KEEP WATCHING INSECTS: Insects deserve watching in soybeans, even if it means hiring a scout to monitor them for you. This damage was caused by brown stinkbugs. Bean leaf beetles can also feed on pods before harvest. (Photo courtesy of John Obermeyer, Purdue University Extension)

Bultemeier: Foliar feeding on soybeans can reduce photosynthesis capabilities during early grain fill. Insects can also impact grain quality if they feed on pods during late grain fill. Bean leaf beetle defoliation in August can be treated. It can have a large enough impact on yield to justify treatment.

Flaningam: August is an ideal time to inspect soybeans for several insects, including bean leaf beetles, stinkbugs and other insects that may feed on pods. Inspect soybean fields for signs of pod feeding during the reproductive stage, which begins soon, if it hasn’t already.
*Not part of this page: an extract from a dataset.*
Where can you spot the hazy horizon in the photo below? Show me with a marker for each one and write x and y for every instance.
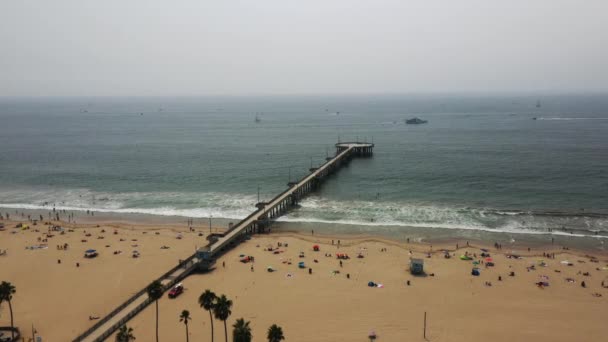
(239, 48)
Overstreet: Bean leaf beetles have a second generation in mid- to late summer. According to the Purdue University Corn & Soybean Field Guide, the threshold that justifies treatment at the full seed or R6 stage is anything over 25% defoliation with beetles actively feeding, or 5% to 10% damage to pods with 10 or more beetles per foot of row. (When determining percent defoliation or percent feeding, take the whole plant into consideration.)

Flaningam: Inspect two soybean plants in five different areas of the field. Count the number of pods per plant, and determine what percentage of pods overall show signs of feeding. Note if pods are still green, or if they are already turning yellow and maturing. That is a factor in determining possible payoff for a proposed insecticide application. If you find 10% of the pods with feeding damage, and if plants are still green and developing, then an insecticide treatment may be justified.

Overstreet: If you or your consultant finds enough damage to meet the threshold triggering treatment, consult Purdue Extension Publication E-77 on soybean insect control recommendations for 2016. You can find it at edustore.purdue.edu.